露银枝打个哈欠,一万遍天规何其多,也不知道司越靠不靠谱,别到最后拿些废纸来糊弄,自己可要遭老罪了。
跪了不知多久,露银枝捶了捶酸麻的腿,眼神幽怨的瞥灵武君一眼,和个木雕一样,姿势都不带变的,这本册子这么薄,阅读能力是有多差,这么久还没有读完,不过也是,倒着读书确实有些吃力,佩服,打心里佩服。
露银枝把近来发生的事都想了一遍,时间还是过得这么慢,开始怀疑灵武君故意的,哪有这样的,她再悄悄瞥他一眼,脸瞬间红了,可恶!他怎么在看自己!
灵武君合上书:“一万遍天规抄完了吗?”
“快了,反正月底能完成。”
灵武君起身,露银枝欣喜,随着也要站起,被灵武君按住肩膀制止:“你以为你是谁,本君叫你起来了吗?继续跪着。”
露银枝咬了咬嘴唇:“灵武君!”
“再跪六个时辰。”
露银枝震惊:“六个时辰,你要命啊!等起来的时候,膝盖骨都要碎了!”
“那也是活该。”
灵武君消失。
露银枝抓狂,天煞的!说什么温柔慈悲的神仙,谈什么天河上神,这位置还不如自己来坐!哦!她捂住自己的嘴,怎么能这么想,这可是大逆不道。
露银枝像扎破的气球,松弛的倒向一边,以前让跪着便规规矩矩跪六个时辰的时代过去了,她只是反应不太灵活,又不是傻,只要人不在,偷懒怎么了?
露银枝想着现在闲来无事,便开始计划月底之后寻找百妖谱,一方面不能引起灵武君注意,一方面也要有进展,开始应下族人这件事的时候觉得很轻松,做起来堪比大海捞针。
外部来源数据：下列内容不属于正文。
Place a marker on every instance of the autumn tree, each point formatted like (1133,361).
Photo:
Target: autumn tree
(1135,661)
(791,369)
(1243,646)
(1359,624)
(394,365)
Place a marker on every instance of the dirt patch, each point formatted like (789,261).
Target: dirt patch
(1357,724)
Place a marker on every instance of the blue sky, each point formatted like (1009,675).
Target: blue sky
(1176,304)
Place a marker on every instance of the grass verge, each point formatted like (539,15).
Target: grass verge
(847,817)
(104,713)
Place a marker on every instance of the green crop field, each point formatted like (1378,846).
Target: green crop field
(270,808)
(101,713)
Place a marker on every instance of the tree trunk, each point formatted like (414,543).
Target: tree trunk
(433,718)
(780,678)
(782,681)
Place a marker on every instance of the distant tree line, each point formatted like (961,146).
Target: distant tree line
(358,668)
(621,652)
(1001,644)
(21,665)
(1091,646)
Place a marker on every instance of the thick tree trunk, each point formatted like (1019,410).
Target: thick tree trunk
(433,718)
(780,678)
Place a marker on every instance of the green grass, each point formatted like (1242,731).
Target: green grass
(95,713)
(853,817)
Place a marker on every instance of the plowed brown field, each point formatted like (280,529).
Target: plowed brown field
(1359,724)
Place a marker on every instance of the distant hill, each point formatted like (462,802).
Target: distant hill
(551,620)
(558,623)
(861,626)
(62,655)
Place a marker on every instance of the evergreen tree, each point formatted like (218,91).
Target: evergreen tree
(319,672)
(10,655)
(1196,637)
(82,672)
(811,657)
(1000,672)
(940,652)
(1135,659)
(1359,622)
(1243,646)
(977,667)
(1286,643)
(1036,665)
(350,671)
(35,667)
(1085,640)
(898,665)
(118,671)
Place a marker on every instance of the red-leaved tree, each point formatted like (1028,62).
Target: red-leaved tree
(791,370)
想着想着,露银枝眼皮越来越沉,渐渐睡去了,去梦里吧,梦里应该会有办法。
离去的灵武君再次出现,看着露银枝熟睡的样子,一步步走到她面前,手中浮现三枚菱形法器,蹙眉盯她看了几秒,眉头渐渐舒展,法器化为毯子,轻轻为她盖上。